ETF conglomerates of this size are now one of the primary ways public market investors convert their risk appetite into Bitcoin exposure.
It changes the experience of ordinary holders. Those who own BTC through ETFs may think about cycle halving, exchange liquidity, or the crypto-native narrative. But the position may also be responsive to the strength of the Nasdaq, gains in chip stocks, the breadth of ETF flows and the same allocation models that drive equity funds.
| market channel | verified signal | interpretation limits |
|---|---|---|
| bitcoin price | BTC regained $80,000 during the May 4th session. | This level remains a live technical test and no hold has been confirmed with available market data. |
| AI stocks | In the May 4th session, South Korea, Taiwan, SK Hynix, Samsung, and TSMC rebounded. | Equity strength supports shared risk appetite without proving direct causality for BTC. |
| ETF flow | The US Spot Bitcoin ETF raised $629.8 million on May 1st, led by IBIT. | ETF flows indicate intermediary demand, but cannot map all spot purchases. |
| Public BTC proxy | Strategy reported that it held 818,334 BTC as of April 26th. | The last confirmed purchase was before May 4th. |
Bitcoin’s May 4 movement can be understood as a rise in cryptocurrencies, but the portfolio mechanism is ignored.
AI returns improve technology risk appetite.
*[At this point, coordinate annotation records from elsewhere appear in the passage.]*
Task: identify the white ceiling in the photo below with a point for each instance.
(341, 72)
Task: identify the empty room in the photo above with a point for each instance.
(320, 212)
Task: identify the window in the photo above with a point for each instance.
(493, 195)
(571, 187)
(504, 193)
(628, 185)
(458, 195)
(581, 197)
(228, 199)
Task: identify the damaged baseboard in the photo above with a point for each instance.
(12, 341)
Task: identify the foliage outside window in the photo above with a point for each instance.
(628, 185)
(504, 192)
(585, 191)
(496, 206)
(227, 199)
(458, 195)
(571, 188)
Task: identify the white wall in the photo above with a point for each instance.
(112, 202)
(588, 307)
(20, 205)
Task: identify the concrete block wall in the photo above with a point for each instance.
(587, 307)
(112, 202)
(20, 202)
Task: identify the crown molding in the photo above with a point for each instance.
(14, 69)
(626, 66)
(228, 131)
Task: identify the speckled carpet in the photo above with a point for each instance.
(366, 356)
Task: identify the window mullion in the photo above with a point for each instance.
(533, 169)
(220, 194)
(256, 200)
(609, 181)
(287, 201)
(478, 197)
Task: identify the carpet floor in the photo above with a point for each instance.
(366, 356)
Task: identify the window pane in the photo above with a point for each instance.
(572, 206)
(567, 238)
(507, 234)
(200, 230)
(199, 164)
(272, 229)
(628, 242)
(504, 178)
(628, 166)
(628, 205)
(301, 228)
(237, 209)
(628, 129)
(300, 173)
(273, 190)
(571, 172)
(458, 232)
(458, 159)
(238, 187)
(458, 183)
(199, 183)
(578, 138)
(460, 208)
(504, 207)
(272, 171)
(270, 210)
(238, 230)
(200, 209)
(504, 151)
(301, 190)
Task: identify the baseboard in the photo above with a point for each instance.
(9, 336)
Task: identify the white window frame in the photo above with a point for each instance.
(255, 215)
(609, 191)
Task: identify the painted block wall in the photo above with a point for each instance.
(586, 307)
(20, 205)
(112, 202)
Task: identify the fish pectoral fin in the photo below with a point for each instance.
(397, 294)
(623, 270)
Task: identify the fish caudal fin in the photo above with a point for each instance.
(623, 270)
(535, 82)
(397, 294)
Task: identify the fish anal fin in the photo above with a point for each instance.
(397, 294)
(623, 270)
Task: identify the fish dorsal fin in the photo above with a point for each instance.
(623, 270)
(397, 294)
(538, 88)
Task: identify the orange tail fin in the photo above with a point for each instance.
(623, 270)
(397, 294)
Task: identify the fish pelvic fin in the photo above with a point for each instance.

The strength of the Nasdaq underscores the appetite for U.S. stocks. Asian semiconductor stocks extend gains during next session.
Bitcoin ETFs offer regular brokerage accounts a way to express the same risk appetite through a BTC-linked product.
This mechanism is often overlooked because each part has its own language. Crypto traders talk about resistance, ETF flows, and cost basis. Stock investors talk about AI demand, memory chips and Nasdaq momentum. Brokerage account holders see the ticker, but not necessarily the risk factors behind it.
The result is a portfolio that feels diversified even though multiple positions are responding to the same switch.
The next test is alignment
Bitcoin’s rise above $80,000 signals buyers’ willingness to re-engage as AI-related risk appetite improves across public markets. This left the durability test of BTC and ETF demand open.
BTC needs to show if it can trade beyond the $80,000 region and challenge the low $83,000 band without losing ETF flow support.
ETF flows will need to indicate whether May 1st was a one-day pullback or the beginning of broader issuer participation. IBIT must maintain volume and asset scale without becoming the sole demand channel.
The strategy could indicate whether the stock market proxy Bitcoin continues to trade with the same risk-on impulse while the balance sheet remains another source of leverage and volatility.
We also need to pay close attention to the AI side.
If South Korea and Taiwan continue to lead chip demand, and Nasdaq futures continue to confirm similar demand, the backdrop for Bitcoin brokerage and wrapper trading will further strengthen.
The same wrapper channel could put risk-off pressure back on BTC if AI trading cools or ETF flows weaken.
That’s the result of the holder. Bitcoin positions may still be about supply, custody, ETF adoption, and crypto market structure.
It can also act like a fluid expression of AI trading at a time when the market’s biggest risk switches are being set by semiconductors. The May 4 return of $80,000 revealed the duplicity.
If it can maintain the low-$80,000 region, it will be hard to ignore.